Bills moving in the House and Senate would increase the numbers of licensed marijuana operators to 17 and the number of retail outlets they could open to 25. The numbers will be revisited in 2020.

“The skids are greased,” Brandes said about the compromise before his rewrite died on the Senate floor. “It’s a bad bill. Its focus is crony capitalism. It is not a patient-focused bill at all.”

“What we are staring at I think is a finished product for this process,” said Louis Rotundo, a marijuana lobbyist who has worked the issue since the 2014 Compassionate Medical Cannabis Act.

“I think it’s moving in the direction of what we thought we were going to get two years ago,” said Rotundo.

The bill the House and Senate are moving clear up issues that have plagued the budding industry since the first round of licensing two years ago. The 10 new licenses to be awarded by Oct. 3 would include a member of the Black Farmers and Agriculturalists Association, a group frozen out of the first round by a bureaucratic snafu.

Two licenses also would be reserved for former citrus processors – a move Bradley justified because of the damage to that industry caused by citrus canker, greening, and international competition. And up to five high-scorers from 2015 who failed to win licenses would be grandfathered in.

Under questioning by Sen. Jack Latvala, R-Clearwater, Bradley could not explain who those high-scorers were or why the provision exists. He defended the measure as the applicants would be “shovel-ready” and able to increase product availability quickly.

Florida A & M University would be in line to reap hundreds of thousands of dollars in research money under the proposal.

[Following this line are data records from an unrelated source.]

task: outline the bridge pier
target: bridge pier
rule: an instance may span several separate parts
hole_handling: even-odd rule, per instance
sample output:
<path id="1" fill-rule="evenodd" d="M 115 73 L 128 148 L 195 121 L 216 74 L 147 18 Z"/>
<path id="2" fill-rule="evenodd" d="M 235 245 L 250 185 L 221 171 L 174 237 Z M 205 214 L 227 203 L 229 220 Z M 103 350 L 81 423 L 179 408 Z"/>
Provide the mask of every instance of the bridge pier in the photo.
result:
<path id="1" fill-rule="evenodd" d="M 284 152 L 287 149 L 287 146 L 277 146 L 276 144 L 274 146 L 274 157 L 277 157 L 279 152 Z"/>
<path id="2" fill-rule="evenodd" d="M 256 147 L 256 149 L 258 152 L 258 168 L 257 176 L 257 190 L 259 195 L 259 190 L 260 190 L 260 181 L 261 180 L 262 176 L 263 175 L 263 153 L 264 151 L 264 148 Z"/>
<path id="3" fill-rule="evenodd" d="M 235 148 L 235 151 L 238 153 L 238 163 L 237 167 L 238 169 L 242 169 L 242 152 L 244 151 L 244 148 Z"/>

Eligible patients would pay $75 for a medicinal marijuana registration card.  Of that fee, $10 would be diverted to FAMU to educate minorities about marijuana for medical use and the impact illegal marijuana has on minority communities.

So far, 16,000 people are on the state’s compassionate use registry and the number is expected to grow tenfold as the industry matures.

The bill also requires physicians to submit treatment data to the University of Florida (A $400,000 contract) and creates a medicinal cannabis coalition within the H. Lee Moffitt Cancer Center and Research Institute.

“This bill is not perfect, but it is good,” said Ron Watson, a lobbyist for two cannabis firms who said he was nervously optimistic about the bill’s chances to make it to the finish line.

“I’ve been around here long enough to know until it is sent to the governor, it is not done,” said Watson.